Abhishek Goswami doesn’t want to slow down the stream:

Kafka is widely adopted for building real-time streaming applications due to its fault tolerance, scalability, and ability to process large volumes of data. However, in general, Kafka streaming consumers work best only in an environment where they do not have to call external APIs or databases. In a situation when a Kafka consumer must make a synchronous database or API call, the latency introduced by network hops or I/O operations adds up and accumulates easily (especially when the streaming pipeline is performing an initial load of a large volume of data before starting CDC). This can significantly slow down the streaming pipeline and result in the blowing of system resources impacting the throughput of the pipeline. In extreme situations, this may even become unsustainable as Kafka consumers may not be able to commit offsets due to increased latency before the next polling call and get continuously rebalanced by the broker, practically not processing anything yet incrementally consuming more system resources as time passes.

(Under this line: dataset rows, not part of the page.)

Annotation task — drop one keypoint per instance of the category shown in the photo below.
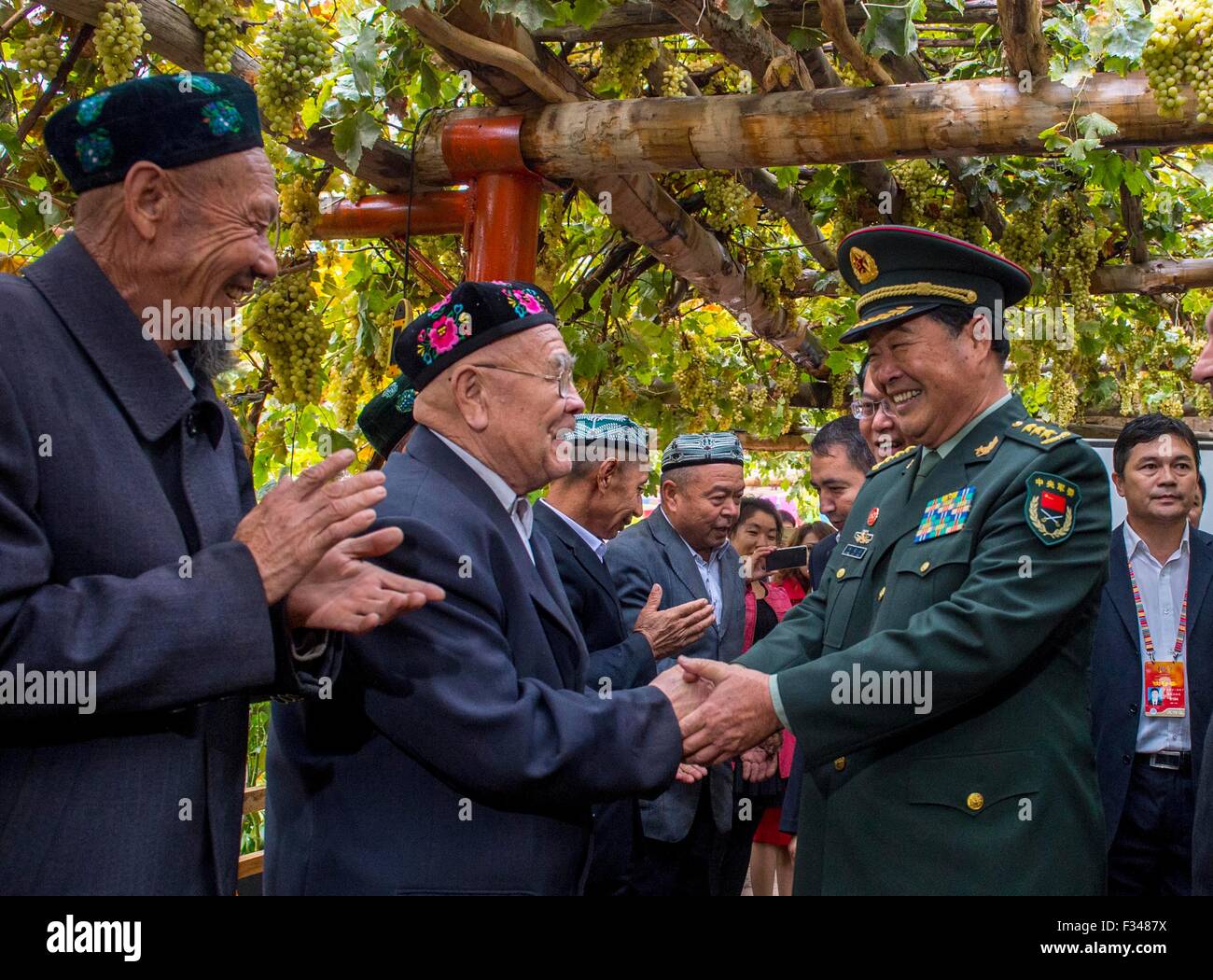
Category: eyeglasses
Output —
(563, 377)
(864, 408)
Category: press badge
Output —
(1164, 689)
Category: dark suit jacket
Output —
(617, 654)
(110, 473)
(461, 751)
(619, 659)
(651, 552)
(1116, 679)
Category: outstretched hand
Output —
(736, 716)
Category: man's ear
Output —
(146, 197)
(606, 470)
(471, 397)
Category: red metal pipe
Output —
(504, 234)
(437, 213)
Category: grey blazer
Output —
(648, 553)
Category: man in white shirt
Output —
(1149, 665)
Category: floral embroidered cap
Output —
(472, 315)
(387, 417)
(171, 120)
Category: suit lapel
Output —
(677, 554)
(429, 449)
(1119, 588)
(557, 527)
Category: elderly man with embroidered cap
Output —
(938, 680)
(683, 546)
(471, 764)
(579, 515)
(132, 554)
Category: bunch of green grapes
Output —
(789, 272)
(674, 79)
(294, 53)
(920, 190)
(39, 53)
(119, 40)
(848, 76)
(1064, 396)
(1180, 51)
(299, 210)
(286, 328)
(623, 64)
(1024, 237)
(959, 222)
(729, 203)
(1075, 255)
(552, 256)
(728, 79)
(1026, 359)
(1172, 405)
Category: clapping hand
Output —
(347, 594)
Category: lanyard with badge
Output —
(1164, 679)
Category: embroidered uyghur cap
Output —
(703, 448)
(901, 272)
(607, 434)
(171, 120)
(387, 417)
(469, 316)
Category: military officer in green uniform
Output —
(938, 679)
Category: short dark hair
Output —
(955, 319)
(844, 432)
(748, 505)
(1145, 428)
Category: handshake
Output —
(723, 709)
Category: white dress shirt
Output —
(518, 507)
(1163, 587)
(593, 541)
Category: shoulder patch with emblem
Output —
(1051, 506)
(899, 455)
(1039, 434)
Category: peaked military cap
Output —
(171, 120)
(700, 449)
(471, 316)
(901, 272)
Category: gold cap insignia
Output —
(864, 266)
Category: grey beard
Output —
(213, 357)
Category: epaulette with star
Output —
(899, 455)
(1039, 434)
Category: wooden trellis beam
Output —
(643, 20)
(970, 117)
(639, 206)
(174, 37)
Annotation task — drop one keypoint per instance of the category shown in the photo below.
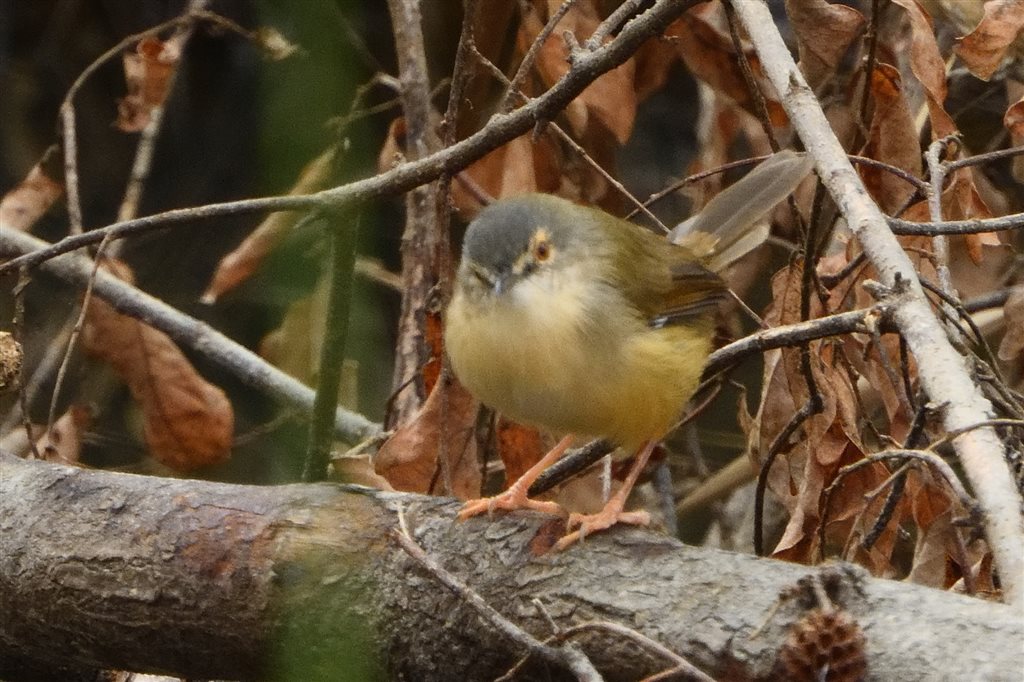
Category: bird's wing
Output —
(672, 286)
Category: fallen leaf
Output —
(443, 426)
(188, 422)
(891, 139)
(27, 202)
(710, 56)
(984, 47)
(929, 67)
(823, 34)
(62, 442)
(519, 446)
(609, 98)
(147, 75)
(1014, 121)
(245, 259)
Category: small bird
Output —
(570, 320)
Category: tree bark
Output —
(306, 582)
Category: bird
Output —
(568, 318)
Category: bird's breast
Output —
(558, 359)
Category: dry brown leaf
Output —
(966, 203)
(892, 139)
(443, 426)
(1012, 345)
(710, 56)
(610, 98)
(827, 440)
(241, 263)
(933, 515)
(11, 356)
(147, 75)
(188, 422)
(928, 67)
(507, 171)
(984, 47)
(823, 34)
(26, 203)
(64, 442)
(519, 446)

This is a real problem faced by many streaming applications. In this article, we’ll explore some effective strategies to minimize latency in Kafka streaming applications where external API or database calls are inevitable. We’ll also compare these strategies with the alternative approach of separating out the parts of the pipeline that require these external interactions into a separate publish/subscribe-based consumer.

Read on to understand the causes of this latency and several patterns you can use to limit it.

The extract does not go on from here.